| name | project-create-topology |
| description | Developer workflow for creating or updating Netdata topology producers and topology Function payloads using the production netdata.topology.v1 schema. Use when adding or migrating topology:network-connections, topology:streaming, topology:snmp, vSphere topology, correlation rules, graph presentation, drilldowns, direction semantics, telemetry overlays, or Cloud topology aggregation fixtures. |
| type | project |
Create Netdata Topologies
What This Skill Is
This is a developer skill for assistants working in this repository. It is not
an end-user/operator skill. Use it when changing topology producers, schema
fixtures, validation, topology developer documentation, or Cloud/frontend
handoff artifacts.
Required References
Read these before designing or changing topology payloads:
| File | Purpose |
|---|
src/plugins.d/FUNCTION_TOPOLOGY_SCHEMA.json | JSON Schema for production topology payloads |
src/plugins.d/FUNCTION_TOPOLOGY_DEVELOPER_GUIDE.md | Human-readable topology schema contract and producer guidance |
src/plugins.d/FUNCTION_TOPOLOGY_IMPLEMENTATION_SCOPE.md | Backend/frontend/aggregator migration scope |
.agents/sow/specs/topology-function-schema.md | Durable project spec for topology semantics |
.agents/sow/specs/topology-modes-correlation-aggregation.md | Mode, correlation, aggregation, and actor modal identification contract |
.agents/skills/project-writing-collectors/SKILL.md | Collector quality, Function, validation, and cardinality rules |
For transport-level Function behavior, also read:
src/plugins.d/FUNCTION_UI_REFERENCE.md
src/plugins.d/FUNCTION_UI_DEVELOPER_GUIDE.md
Developer How-Tos
The how-to catalog lives under how-tos/. These recipes are
developer-facing and must stay in this project skill, not under
docs/netdata-ai/skills/.
Core Rules
- Production payloads carry canonical topology facts for the aggregator and UI.
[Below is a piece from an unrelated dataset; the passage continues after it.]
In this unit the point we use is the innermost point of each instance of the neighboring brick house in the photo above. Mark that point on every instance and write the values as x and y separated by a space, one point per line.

- Test-only projection code may reconstruct compatibility payload shapes to
prove parity.
- Never add compatibility reconstruction fields, old-schema adapter names, or
duplicated display strings to production payloads.
- Keep display composition in type-level and graph-level presentation metadata,
not in high-cardinality rows.
- Keep raw sensitive payload captures under
.local/ only.
Workflow
-
Define the topology purpose and scale target.
- Identify the graph users need: nodes, processes, containers, L2 devices,
vSphere inventory, streaming parents, or another domain.
- Estimate actor count, graph-link count, evidence-row count, and payload
size on realistic data.
-
Pick actors.
- Use stable identities.
- Keep display names separate from identity.
- Declare
identity, merge_identity, and parent_identity in actor types.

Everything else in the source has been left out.